The FTSE 100 Index rose 33 points to 6070 at noon

The Bank of England’s downgrading of the UK’s growth forecast could not stop the FTSE 100 Index from making gains.

The Bank slightly downgraded its predictions for growth for this year and also warned in its quarterly inflation report that CPI could rise towards 5% in the coming months.

But the Footsie maintained the advances seen earlier in the session, surging ahead 33.1 points to 6070.2.

The pound slumped against the dollar and the euro after the Bank’s governor Mervyn King hinted that interest rate rises will be gradual. It stood at 1.61 against the greenback and at 1.19 against the single currency.

The Footsie’s strong performance followed a decent session for Asian markets, which saw the Hang Seng and the Nikkei make gains.

The risers board in London featured several property stocks after HSBC and Goldman Sachs upgraded stocks from the sector, including Land Securities and British Land, up 23.8p to 725.8p and 12.3p to 555.3p respectively.

Heavily weighted banking stocks also made further gains after Barclays reported a 32% rise in profits to £6.1 billion on Tuesday, as HSBC and Royal Bank of Scotland both rose 2%.

Anglo-Australian miner BHP Billiton was the biggest Footsie faller despite reporting a 71% jump in half-year profits to 10.5 billion US dollars (£6.5 billion) and pledging to return 10 billion US dollars (£6.2 billion) to shareholders this year.
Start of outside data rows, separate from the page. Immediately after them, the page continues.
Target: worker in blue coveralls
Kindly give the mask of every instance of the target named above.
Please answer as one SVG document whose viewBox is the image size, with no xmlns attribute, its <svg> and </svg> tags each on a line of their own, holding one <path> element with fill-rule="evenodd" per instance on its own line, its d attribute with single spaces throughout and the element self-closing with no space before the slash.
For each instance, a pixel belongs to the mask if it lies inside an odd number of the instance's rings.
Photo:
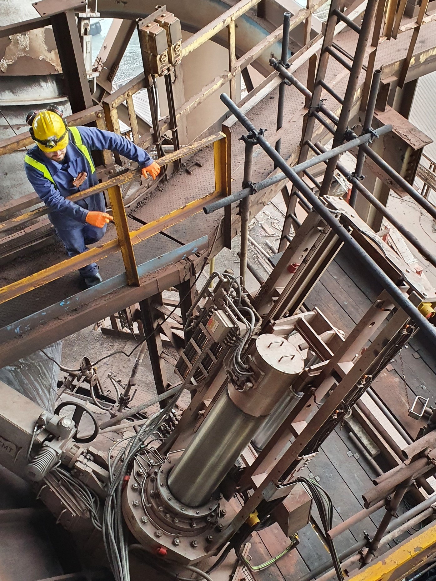
<svg viewBox="0 0 436 581">
<path fill-rule="evenodd" d="M 128 139 L 94 127 L 69 127 L 61 109 L 51 105 L 26 118 L 37 145 L 24 158 L 27 178 L 49 210 L 48 217 L 68 256 L 87 250 L 103 236 L 113 217 L 106 212 L 103 192 L 77 202 L 66 198 L 98 183 L 91 152 L 109 149 L 137 162 L 142 175 L 155 179 L 160 171 L 148 153 Z M 87 286 L 102 281 L 95 263 L 79 269 Z"/>
</svg>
The company said it was “cautiously optimistic” about the short-term outlook for the global economy but shares slipped 57p lower to 2443p.

Beer giant Heineken refreshed markets after it delivered better-than-expected results amid “challenging but improving” economic conditions. The company reported strong profits growth in the UK despite a declining beer market as it benefited from price increases and cost savings, including the closure of breweries in Reading and Dunston near Newcastle.

In the UK retail sector, Thorntons shares fell 6p to 93p after it revealed a drop in half-year profits and said trading so far in 2011 has been weak. The chocolatier revealed that December’s snow had increased costs in its supply chain by £500,000 and said some of its stores may close when their leases come up for renewal.